Malgré cela, malgré cette parole de Jésus, notre tendance naturelle est souvent d’attendre de la terre et des hommes des récompenses terrestres et humaines, à la mesure de nos petites ambitions temporelles. Une pareille attitude revient en quelque sorte à faire semblant et à mépriser la grâce. C’est un peu comme se mettre à supplier le Seigneur, tout en gardant sous le coude une ou deux solutions de rechange, si jamais… si jamais Il ne répondait pas comme nous l’attendons. Il y a dans tout ceci une grave méprise. Une méprise sur la grâce de Dieu notamment. Oui frères et sœurs, quoiqu’il puisse paraître aux yeux du monde, la grâce de Dieu agit toujours, avec ou sans nous et malgré notre péché. Et la croissance du royaume de Dieu est incompressible.

En ces périodes troublées de toutes parts, il est important de nous replonger davantage dans ces vérités théologiques fondamentales, et de laisser à ceux qui s’y complaisent les théories complotistes les plus fumeuses.

La solennité de la Toussaint est une belle occasion de nous rappeler justement que l’Église est sainte ! Nous le proclameront dans le Credo tout à l’heure. Une telle proclamation sur la place publique ferait peut-être aujourd’hui figure de gageure. Prendre du recul et regarder les réalités en lesquelles nous mettons notre foi, est donc primordial. Le catéchisme de l’Église catholique affirme ce qui suit :

« L’Église (…) est aux yeux de la foi indéfectiblement sainte (n°823)… Elle qui referme des pécheurs dans son propre sein est à la fois sainte et appelée à se purifier, et poursuit constamment son effort de pénitence et de renouvellement (n°827) ».

« En canonisant certains fidèles, c’est-à-dire en proclamant solennellement que ces fidèles ont pratiqué héroïquement les vertus et vécu dans la fidélité à la grâce de Dieu, l’Église reconnaît la puissance de l’Esprit de sainteté qui est en elle et elle soutient l’espérance des fidèles en les leur donnant comme modèles et intercesseurs (cf.
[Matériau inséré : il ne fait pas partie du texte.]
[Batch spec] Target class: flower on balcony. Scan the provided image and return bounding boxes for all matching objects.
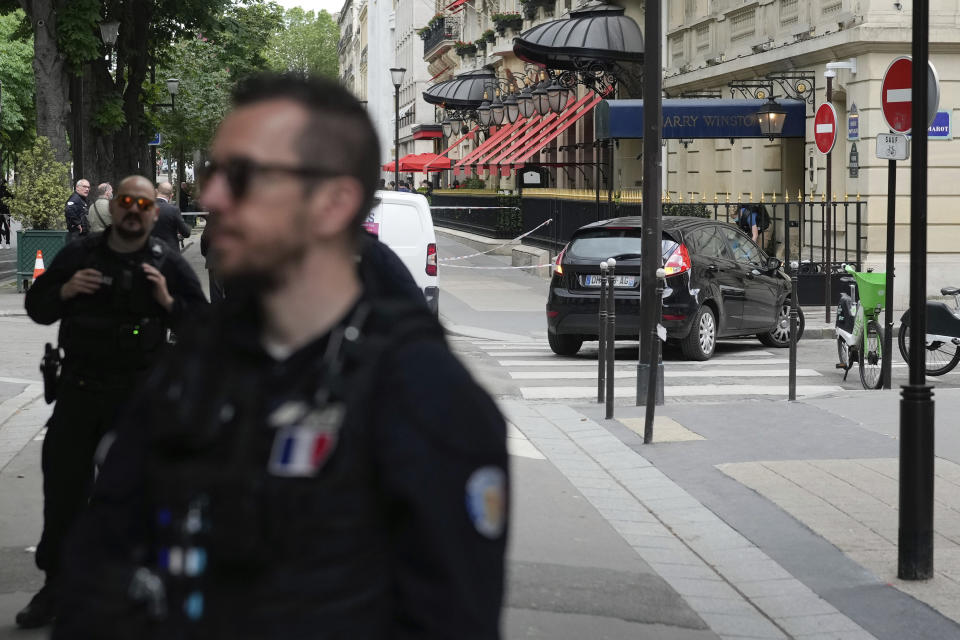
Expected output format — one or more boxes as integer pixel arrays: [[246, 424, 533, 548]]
[[453, 40, 477, 58]]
LG 40 ; 48-51).  » Les saints et les saintes ont toujours été source et origine de renouvellement dans les moments les plus difficiles de l’histoire de l’Église  » (CL 16, 3). En effet,  » la sainteté est la source secrète et la mesure infaillible de son activité apostolique et de son élan missionnaire  » (CL 17, 3) ».
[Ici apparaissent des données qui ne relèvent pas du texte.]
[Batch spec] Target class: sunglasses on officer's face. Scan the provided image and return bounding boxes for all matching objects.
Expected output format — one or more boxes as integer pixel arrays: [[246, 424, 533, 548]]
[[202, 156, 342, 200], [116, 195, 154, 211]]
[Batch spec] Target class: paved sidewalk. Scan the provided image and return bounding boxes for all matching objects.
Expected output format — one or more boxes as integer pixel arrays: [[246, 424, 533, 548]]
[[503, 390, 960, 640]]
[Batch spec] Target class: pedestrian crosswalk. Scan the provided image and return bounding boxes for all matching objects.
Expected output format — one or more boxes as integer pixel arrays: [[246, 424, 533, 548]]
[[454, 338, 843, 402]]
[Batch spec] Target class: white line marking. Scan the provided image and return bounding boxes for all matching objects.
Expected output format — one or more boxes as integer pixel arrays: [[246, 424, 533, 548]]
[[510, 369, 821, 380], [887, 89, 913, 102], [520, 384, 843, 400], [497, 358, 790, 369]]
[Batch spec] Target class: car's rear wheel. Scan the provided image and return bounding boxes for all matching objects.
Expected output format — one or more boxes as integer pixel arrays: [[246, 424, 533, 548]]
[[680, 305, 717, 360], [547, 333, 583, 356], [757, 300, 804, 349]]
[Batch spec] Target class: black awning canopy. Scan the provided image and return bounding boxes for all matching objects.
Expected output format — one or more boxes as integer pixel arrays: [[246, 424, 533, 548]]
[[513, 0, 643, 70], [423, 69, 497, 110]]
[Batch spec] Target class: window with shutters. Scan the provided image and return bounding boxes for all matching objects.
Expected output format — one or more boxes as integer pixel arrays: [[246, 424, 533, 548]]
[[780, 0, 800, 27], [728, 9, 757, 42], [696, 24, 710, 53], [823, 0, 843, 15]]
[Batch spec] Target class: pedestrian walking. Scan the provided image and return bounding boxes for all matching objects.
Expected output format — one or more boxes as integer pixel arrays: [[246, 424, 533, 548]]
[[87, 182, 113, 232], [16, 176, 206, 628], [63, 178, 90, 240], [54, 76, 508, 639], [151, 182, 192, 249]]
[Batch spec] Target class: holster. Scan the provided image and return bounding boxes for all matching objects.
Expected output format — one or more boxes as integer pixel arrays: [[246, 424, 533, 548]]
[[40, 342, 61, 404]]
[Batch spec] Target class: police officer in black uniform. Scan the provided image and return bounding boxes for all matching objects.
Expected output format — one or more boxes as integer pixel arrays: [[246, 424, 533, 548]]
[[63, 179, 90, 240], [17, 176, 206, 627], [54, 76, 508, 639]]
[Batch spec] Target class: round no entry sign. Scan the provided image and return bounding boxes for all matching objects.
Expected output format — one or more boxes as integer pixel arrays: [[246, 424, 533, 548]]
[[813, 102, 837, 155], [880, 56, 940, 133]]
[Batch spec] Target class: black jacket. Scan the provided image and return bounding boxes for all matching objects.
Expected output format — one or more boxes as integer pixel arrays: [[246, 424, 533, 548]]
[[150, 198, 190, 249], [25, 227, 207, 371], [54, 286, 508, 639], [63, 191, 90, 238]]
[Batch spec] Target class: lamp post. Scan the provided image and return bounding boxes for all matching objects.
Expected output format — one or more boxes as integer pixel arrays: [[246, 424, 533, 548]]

À entendre ces affirmations, nous pouvons nous réjouir et légitiment penser que de nombreux saints et saintes sont entrain de se lever parmi nous, puisque nous sommes entrés dans un temps de renouvellement et que nous traversons des moments les plus difficiles de l’histoire de l’Église. Tournons-nous donc vers les saints déjà entrés dans la gloire , afin de solliciter leurs prières, leur aide, leur intercession pour ces nouveaux saints qui sont là au milieu du monde sans que nous sachions les reconnaître.
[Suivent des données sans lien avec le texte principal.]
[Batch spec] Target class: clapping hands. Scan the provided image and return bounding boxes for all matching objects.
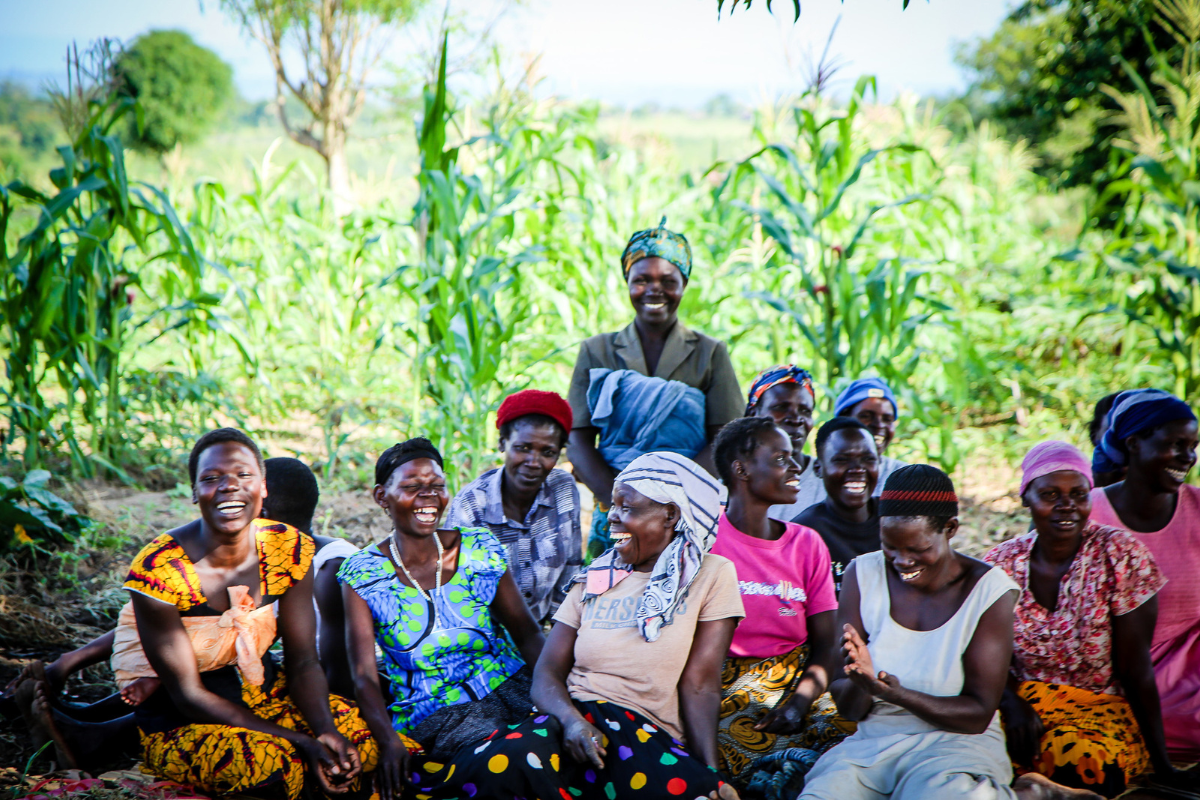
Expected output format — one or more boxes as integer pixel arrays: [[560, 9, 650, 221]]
[[841, 625, 900, 700]]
« (les élus) sont les franges du vêtement divin, devenus l’ornement du Verbe [de Dieu], [lui-même] splendeur du Père. Car depuis que, chef de notre humanité, le Verbe l’a épousée, cette épouse [l’humanité] est sa gloire, comme il est [Lui le Verbe] celle de Dieu. Elle-même cependant n’a d’autre parures que les vertus des saints : parure éclatante, dont l’achèvement sera le signal de la consommation des siècles »,

écrivait Dom Guéranger dans son Année liturgique1.

Oui vraiment,

« L’Église est sainte tout en comprenant en son sein des pécheurs, parce qu’elle n’a elle-même d’autre vie que celle de la grâce : c’est en vivant de sa vie que ses membres se sanctifient ; c’est en se soustrayant à sa vie qu’ils tombent dans les péchés et les désordres qui empêchent le rayonnement de sa sainteté » (n°827).

Confions notre Église et nous-mêmes à l’intercession de la Vierge-Marie, Mère de l’Église et Reine de tous les saints. Elle nous donnera des yeux pour voir les merveilles de Dieu. Elle nous obtiendra la force de la foi, l’espérance dans l’abandon, et la charité dans tous les actes de notre vie.

Amen

1Le temps après la Pentecôte 6, au 1er novembre.